Molti vedono la globalizzazione come la matrice dell’economia di mercato, della democrazia, della tecnologia, della migrazione e del turismo, e della circolazione su scala mondiale delle idee e della cultura. Baudrillard, curiosamente, prese le parti dei movimenti anti-globalizzazione che condannavano la globalizzazione come l’opposto della democrazia e dei diritti umani. Per lui, la globalizzazione era fondamentalmente un processo di omogeneizzazione e standardizzazione che era in contrasto con ‘il singolo’ e l’eterogeneità. Questa posizione, tuttavia, non riusciva a mettere in risalto le contraddizioni per le quali la globalizzazione produceva allo stesso tempo omogeneizzazione, ibridizzazione e differenza, e per le quali il movimento anti-globalizzazione corporativa stava combattendo per la giustizia sociale, la democratizzazione e maggiori diritti, fattori che Baudrillard collegava a una universalizzazione morente. In effetti, la lotta per i diritti e la giustizia costituiva una parte importante della globalizzazione, e la prefigurazione di Baudrillard dei diritti umani, della democratizzazione e della giustizia in quanto facenti parte di un’universalizzazione, obsoleta distrutta dalla globalizzazione, era teoricamente e politicamente problematica.

Prima dell’11 settembre, Baudrillard vedeva la globalizzazione e lo sviluppo tecnologico produrre la standardizzazione e la virtualizzazione che stavano eliminando l’individualità, la lotta sociale, la critica e la realtà stessa, mentre sempre più persone venivano assorbite nelle realtà iperreali e virtuali dei media e del ciberspazio. Questa sparizione della realtà costituiva il “crimine perfetto” che è il soggetto del libro dallo stesso titolo e che venne approfondito ne L’illusione vitale (2000). In quest’ultimo lavoro, Baudrillard si presentava in veste di “investigatore privato” in cerca dell’autore del “crimine perfetto”, l’assassino della realtà, “l’evento più importante della storia moderna”. La sua tematica ricorrente era la distruzione e la sparizione del reale nel regno dell’informazione e delle immagini, e il susseguente regno dell’illusione e dell’apparenza.
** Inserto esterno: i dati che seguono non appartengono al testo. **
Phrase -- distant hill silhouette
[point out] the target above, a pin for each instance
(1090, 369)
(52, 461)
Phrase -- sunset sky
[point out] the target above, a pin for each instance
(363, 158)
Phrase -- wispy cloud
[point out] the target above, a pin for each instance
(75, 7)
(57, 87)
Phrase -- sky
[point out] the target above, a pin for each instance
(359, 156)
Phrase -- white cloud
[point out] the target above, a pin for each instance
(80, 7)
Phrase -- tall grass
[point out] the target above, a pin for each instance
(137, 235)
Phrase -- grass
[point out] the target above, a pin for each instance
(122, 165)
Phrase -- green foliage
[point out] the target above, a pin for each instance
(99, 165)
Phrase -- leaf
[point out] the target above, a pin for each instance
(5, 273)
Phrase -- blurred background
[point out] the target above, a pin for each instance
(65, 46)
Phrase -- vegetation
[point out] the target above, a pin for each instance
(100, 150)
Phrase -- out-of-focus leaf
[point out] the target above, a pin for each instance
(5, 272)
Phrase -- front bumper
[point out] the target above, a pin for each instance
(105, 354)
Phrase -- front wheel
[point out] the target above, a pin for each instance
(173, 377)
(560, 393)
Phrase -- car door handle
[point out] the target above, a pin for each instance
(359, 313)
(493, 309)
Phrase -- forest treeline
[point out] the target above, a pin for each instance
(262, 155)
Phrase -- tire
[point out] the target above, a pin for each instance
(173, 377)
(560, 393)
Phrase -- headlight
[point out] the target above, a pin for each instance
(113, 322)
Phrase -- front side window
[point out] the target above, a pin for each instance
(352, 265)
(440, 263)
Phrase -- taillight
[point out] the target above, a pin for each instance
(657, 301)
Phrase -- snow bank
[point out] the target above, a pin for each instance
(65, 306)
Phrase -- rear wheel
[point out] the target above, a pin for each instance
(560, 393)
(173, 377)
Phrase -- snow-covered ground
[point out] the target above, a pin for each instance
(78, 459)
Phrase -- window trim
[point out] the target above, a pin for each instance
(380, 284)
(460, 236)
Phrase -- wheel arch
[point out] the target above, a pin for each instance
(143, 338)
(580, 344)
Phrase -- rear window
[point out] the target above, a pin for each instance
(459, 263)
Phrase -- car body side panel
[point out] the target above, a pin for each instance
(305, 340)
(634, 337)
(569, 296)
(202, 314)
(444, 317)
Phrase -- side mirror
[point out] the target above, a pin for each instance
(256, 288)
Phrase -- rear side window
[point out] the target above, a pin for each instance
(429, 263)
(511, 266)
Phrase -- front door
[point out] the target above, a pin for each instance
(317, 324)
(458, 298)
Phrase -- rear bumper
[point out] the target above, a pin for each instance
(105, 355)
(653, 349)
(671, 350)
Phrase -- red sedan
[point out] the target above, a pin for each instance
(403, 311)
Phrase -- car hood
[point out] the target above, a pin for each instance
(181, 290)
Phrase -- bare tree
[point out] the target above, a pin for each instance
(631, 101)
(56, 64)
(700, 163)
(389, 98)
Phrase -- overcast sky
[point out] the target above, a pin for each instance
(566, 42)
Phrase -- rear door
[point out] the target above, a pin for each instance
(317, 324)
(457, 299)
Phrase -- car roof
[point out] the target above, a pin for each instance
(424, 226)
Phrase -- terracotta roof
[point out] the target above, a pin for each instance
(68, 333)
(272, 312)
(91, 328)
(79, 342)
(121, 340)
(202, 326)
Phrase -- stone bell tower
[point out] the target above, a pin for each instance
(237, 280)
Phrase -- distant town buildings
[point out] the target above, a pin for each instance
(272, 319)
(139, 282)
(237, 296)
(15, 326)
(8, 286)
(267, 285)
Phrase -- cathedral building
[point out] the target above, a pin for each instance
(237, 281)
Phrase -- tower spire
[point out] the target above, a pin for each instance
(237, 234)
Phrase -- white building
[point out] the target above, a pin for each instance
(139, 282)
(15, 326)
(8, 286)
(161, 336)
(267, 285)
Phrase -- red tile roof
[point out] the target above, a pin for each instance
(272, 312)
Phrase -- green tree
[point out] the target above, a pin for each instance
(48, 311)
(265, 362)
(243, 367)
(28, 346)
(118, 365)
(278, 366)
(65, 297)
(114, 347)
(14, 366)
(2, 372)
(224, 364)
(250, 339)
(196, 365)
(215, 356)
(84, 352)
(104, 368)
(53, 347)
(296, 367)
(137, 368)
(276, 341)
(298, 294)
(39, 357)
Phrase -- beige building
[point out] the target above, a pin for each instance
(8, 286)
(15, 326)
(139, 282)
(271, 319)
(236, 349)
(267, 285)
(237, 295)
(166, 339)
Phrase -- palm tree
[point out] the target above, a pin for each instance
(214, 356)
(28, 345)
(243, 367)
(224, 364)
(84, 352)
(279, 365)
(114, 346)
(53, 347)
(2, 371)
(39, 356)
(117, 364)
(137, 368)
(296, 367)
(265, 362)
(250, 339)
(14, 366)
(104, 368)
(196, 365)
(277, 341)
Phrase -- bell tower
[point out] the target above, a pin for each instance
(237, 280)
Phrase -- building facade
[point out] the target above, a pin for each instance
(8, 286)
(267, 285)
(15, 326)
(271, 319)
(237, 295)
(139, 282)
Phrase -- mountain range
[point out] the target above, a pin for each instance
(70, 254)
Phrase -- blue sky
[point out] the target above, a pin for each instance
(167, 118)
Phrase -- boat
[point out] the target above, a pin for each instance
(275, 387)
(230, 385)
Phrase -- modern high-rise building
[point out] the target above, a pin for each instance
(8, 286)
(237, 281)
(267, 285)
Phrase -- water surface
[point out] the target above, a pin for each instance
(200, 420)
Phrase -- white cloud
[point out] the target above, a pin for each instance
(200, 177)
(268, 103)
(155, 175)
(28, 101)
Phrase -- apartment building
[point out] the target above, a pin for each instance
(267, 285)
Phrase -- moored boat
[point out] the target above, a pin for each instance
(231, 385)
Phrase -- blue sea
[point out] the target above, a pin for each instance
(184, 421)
In maniera nitzscheana, egli suggeriva che da allora in poi la verità e la realtà erano soltanto più delle illusioni, che le illusioni regnavano sovrane, e che quindi le persone avrebbero dovuto rispettare l’illusione e l’apparenza e rinunciare all’ingannevole ricerca della verità e della realtà.

Eppure, negli attacchi dell’11 settembre e nella successiva Guerra del Terrore, la differenza e il conflitto erano apparsi sul palcoscenico globale ed erano emerse forze eterogenee che il capitalismo sembrava incapace di assorbire e assimilare, forze che avevano prodotto quella che appariva come un’era di conflitto intenso. Gli apologeti ideologici della globalizzazione, come Thomas Friedman, furono obbligati a riconoscere che la globalizzazione aveva i suoi lati oscuri e che produceva conflitti, oltre a reti di collaborazione, interrelazioni e progresso. Naturalmente, restava da vedere come la Guerra del Terrore e gli intensificati conflitti globali sarebbero stati risolti.